Common names: haplotaxids


The Haplotaxidae is a family of mostly aquatic oligochaetes, superficially resembling earthworms. Most species are 2-10cm long, and are very elongate relative to their width. Often haplotaxids have pink or brown colouration when alive.

Distribution and diversity

There are only about 20 species of Haplotaxidae described worldwide, all from the type genus, Haplotaxis. Four species have been reported from Australia. Only one species, Haplotaxis ornamentus, is endemic to Australia and has been described from deep Tasmanian lakes. The rest of Australia’s species have been identified from very few specimens.

Life cycle

Haplotaxids, like all oligochaetes, are hermaphrodites, with both male and female genitalia. A mating pair overlaps anterior ends ventrally and each exchanges sperm with the other. The worms then separate and the clitellum secretes the cocoon that forms a ring around the worm into which the eggs are laid and sperm deposited.

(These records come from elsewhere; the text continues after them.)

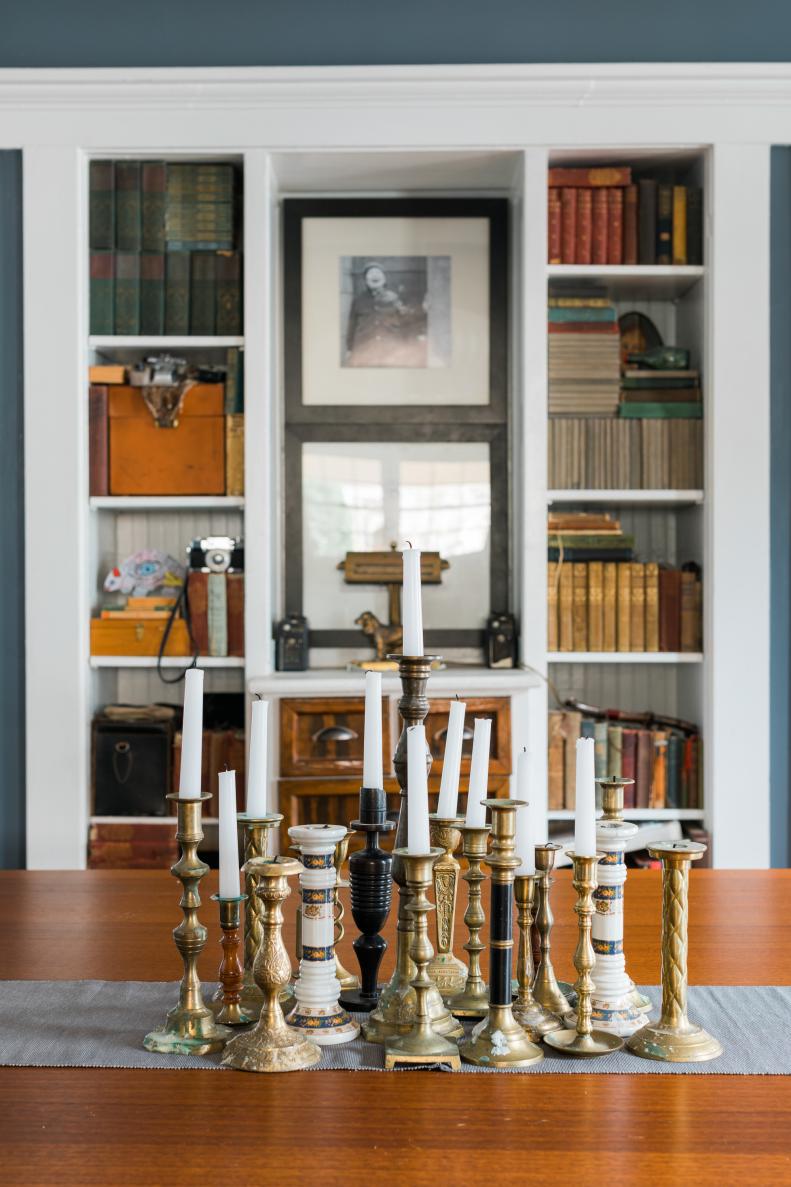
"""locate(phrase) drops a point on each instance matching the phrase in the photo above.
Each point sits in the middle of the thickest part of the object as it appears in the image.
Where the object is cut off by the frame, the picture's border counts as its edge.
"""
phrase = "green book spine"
(202, 292)
(177, 292)
(102, 294)
(127, 292)
(152, 293)
(152, 185)
(101, 205)
(127, 205)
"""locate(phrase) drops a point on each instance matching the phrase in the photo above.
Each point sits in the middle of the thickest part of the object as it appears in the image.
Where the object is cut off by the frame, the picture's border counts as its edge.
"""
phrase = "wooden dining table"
(114, 1127)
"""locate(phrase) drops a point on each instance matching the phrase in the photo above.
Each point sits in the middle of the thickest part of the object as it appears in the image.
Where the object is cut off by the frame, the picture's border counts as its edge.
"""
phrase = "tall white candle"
(189, 780)
(448, 804)
(584, 820)
(372, 773)
(257, 770)
(417, 832)
(412, 608)
(228, 840)
(479, 774)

The genus Haplotaxis, including Haplotaxis heterogyne which was described from New Zealand, is predatory and the animals have a gizzard-like pharynx and large sickle-shaped ventral chaetae for grasping prey.


Most species of Haplotaxidae are found in semi-terrestrial habitats such as river banks or in surficial sediments of lakes and streams. They also inhabit subterranean environments such as caves, groundwater and hyproheric zones (where groundwater and surface water meet).